I am new to Sobolev spaces and, while trying to construct a proof, I make some subtle mistake that I cannot detect.
The setting: let $C \subset \Bbb R^n$ be a closed, measure-$0$ set. Let $U = \Bbb R ^n \setminus C$. Let $f : \Bbb R ^n \to \Bbb C$ be continuous, $f$ smooth of infinite order on $U$ but not derivable on $C$, and $f \in L^p (\Bbb R^n)$.
1) Clearly, $f \in W ^{\infty, p} (U) \ \forall p \ge 1$.
2) By defining $f_\alpha (x) = \left\{ \begin{array} {cc} (\partial _\alpha f) (x), & x \in U \\ 0, & x \in C \end{array} \right.$ for every multi-index $\alpha$, $f_\alpha$ is a weak derivative of $f$ on $\Bbb R^n$, so $f \in W^{\infty, p} (\Bbb R^n)$. Note that this seems to have nothing to do with Sobolev's extension theorem.
3) Localize: choose a small enough ball $B_x$ around every $x$. The restriction $f \big| _{B_x}$ will belong to $W ^{\infty, p} (B_x)$.
4) By Sobolev's embedding theorem, $f \big| _{B_x}$ will be smooth of infinite order on $B_x$.
5) Glueing these restrictions together, $f$ will be smooth of infinite order on $\Bbb R^n$, in particular on $C$, where is was supposed not to be so.
Where am I wrong? (There may be several mistakes above, not just one.)
(The motivation behind my question: replace $\Bbb R^n$ by a Riemannian manifold $M$, fix some $p \in M$ and let $f = d(p, \cdot)^2$ ($d$ the distance) and let $C$ be the cut locus of $p$.)
How do you deduce that $f \in W^{\infty,p}(\mathbb R^n)$ in step (2)?
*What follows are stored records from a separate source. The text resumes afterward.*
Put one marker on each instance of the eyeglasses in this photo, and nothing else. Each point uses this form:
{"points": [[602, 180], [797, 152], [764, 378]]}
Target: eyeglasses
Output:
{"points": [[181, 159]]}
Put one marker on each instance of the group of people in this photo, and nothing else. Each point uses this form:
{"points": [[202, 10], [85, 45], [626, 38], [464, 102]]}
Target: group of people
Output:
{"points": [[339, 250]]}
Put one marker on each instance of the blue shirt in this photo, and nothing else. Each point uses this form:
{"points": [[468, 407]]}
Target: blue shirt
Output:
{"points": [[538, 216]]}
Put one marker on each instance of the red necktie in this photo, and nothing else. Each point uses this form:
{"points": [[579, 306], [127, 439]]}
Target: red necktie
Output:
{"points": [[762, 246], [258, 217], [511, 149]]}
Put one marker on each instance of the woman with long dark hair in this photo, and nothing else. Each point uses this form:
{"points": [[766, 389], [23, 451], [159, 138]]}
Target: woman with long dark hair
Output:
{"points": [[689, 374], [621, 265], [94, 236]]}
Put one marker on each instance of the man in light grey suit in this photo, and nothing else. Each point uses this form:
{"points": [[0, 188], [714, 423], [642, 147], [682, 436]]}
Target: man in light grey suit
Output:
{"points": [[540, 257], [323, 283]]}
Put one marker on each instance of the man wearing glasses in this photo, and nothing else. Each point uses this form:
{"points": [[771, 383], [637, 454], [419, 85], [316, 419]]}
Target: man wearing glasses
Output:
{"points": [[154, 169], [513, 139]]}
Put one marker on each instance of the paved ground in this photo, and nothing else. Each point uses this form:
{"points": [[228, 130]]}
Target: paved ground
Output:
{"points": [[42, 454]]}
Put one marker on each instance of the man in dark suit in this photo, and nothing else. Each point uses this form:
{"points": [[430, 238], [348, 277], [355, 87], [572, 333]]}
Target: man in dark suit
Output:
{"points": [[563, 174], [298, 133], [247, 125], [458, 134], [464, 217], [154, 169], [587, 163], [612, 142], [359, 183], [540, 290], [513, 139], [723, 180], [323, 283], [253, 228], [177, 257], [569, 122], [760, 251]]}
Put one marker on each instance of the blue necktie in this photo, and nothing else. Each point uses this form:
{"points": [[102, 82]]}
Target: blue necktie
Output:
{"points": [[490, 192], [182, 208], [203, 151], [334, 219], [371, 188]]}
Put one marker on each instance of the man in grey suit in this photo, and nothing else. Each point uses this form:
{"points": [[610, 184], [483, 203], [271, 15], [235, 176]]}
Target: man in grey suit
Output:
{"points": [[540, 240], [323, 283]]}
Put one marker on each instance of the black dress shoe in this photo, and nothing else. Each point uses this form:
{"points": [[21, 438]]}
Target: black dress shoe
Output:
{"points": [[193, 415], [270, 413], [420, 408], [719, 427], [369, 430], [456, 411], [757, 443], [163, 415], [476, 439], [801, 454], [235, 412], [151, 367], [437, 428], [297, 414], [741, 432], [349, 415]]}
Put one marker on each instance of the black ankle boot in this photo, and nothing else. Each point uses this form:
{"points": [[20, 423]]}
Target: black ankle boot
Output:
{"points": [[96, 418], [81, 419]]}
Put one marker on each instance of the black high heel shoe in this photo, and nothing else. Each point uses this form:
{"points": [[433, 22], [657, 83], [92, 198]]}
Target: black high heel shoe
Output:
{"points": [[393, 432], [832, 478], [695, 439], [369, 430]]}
As a simple illustration, take a function $f$ that satisfies $f(x) = |x|$ on a neighborhood of the origin, is $C^\infty$ away from $0$, and has compact support. Let $C = \{0\}$.
Then $f \in W^{1,p}(\mathbb R)$, $f$ is infinitely differentiable in $U = \mathbb R \setminus C$, but the weak derivatives of higher order don't extend across $C$ : $f \notin W^{2,p}(\mathbf R)$.